Columbian cigar firmly tucked within my teeth, I look out upon the hills and valleys of this little spot in life. My “wine” holds pride of place within my grip and each sip brings a twinkle to my eye slightly brighter than the last. With each twinkle, my vision expands and soon I am soaring through my mind.
The smoke makes coat tails about my head, it chases away the mosquitoes and the useless images of yesteryear. The sights and scents of my little slice of heaven permeate my senses to the nth degree. The sun slowly disappears behind a bank of reds and pinks. The clouds, barely able to reach my height, skim across the treetops, appearing to be caught by the up reaching green fingers of each mighty elm and palm.

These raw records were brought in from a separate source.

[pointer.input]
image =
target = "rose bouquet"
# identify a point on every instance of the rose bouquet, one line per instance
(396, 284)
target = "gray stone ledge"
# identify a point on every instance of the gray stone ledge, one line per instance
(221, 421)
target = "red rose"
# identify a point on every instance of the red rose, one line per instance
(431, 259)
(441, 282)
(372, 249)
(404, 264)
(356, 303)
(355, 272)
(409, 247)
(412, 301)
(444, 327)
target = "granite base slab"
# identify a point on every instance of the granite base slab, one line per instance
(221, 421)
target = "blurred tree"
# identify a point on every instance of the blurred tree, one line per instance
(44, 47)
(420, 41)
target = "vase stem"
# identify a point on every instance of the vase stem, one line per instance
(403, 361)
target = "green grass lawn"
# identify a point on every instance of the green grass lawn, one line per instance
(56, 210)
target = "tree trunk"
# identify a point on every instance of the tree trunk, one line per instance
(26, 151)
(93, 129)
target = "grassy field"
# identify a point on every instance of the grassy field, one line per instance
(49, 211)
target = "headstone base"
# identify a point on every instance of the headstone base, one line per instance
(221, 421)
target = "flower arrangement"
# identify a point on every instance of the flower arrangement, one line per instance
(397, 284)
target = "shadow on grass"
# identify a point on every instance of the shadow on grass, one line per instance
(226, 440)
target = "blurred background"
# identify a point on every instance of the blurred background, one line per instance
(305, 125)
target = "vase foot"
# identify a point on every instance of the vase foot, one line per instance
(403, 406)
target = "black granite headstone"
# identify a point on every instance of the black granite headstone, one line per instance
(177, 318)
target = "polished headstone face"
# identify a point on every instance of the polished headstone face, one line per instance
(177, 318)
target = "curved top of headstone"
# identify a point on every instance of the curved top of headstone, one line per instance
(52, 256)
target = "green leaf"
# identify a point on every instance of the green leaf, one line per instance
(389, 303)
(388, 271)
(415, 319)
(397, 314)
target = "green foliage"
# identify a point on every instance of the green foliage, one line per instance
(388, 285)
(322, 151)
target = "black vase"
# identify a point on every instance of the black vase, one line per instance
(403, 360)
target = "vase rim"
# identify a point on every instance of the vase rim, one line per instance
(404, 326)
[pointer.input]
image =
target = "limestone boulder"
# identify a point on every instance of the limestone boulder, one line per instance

I dwell on my present and I dwell on the now. I think on the future and where I shall be. The packing rituals have begun, the ticket has been purchased and soon gravity shall have no claim over me.
Perfect moments, such as this and such as the night I spent before, have come fast and furious in this time of mine. Moments on leaf strewn pathways, surrounded by the fiery rainbows of Fall. Moments that have seen me in the midst of a Great Lake, surrounded by water and watercraft. Perfection has been found on sandy beaches, in towers of man made brilliance reaching to the sky, on mountain tops, in hole-in-the-wall bars and all manner of other locale.
This perfect moment, as with most others, catches me unaware. I have wrestled with decisions, but have always refused to deny their consequences. The consequence of my most recent life altering go at existence is perfection. What will be the consequence of leaving that decision behind? Abandoning it for yet another attempt at renewal? At rebirth? Upheaval? Only time will tell. Only time knows what I will bring down upon my head with this ticket that has been purchased and the flight from my norm that it, again, guarantees.
Belief is a state of mind that refuses to be put down. No matter the circumstance, no matter the surrounding evidence, belief brings with it an inherent ability to see that silver lining and turn it to gold. And so, my cigar long finished, my wine, long drained, I set forth yet again on a journey into the unknown. Less than a month and I shall fly. This glass that is my life is full and shall soon be full to overflowing.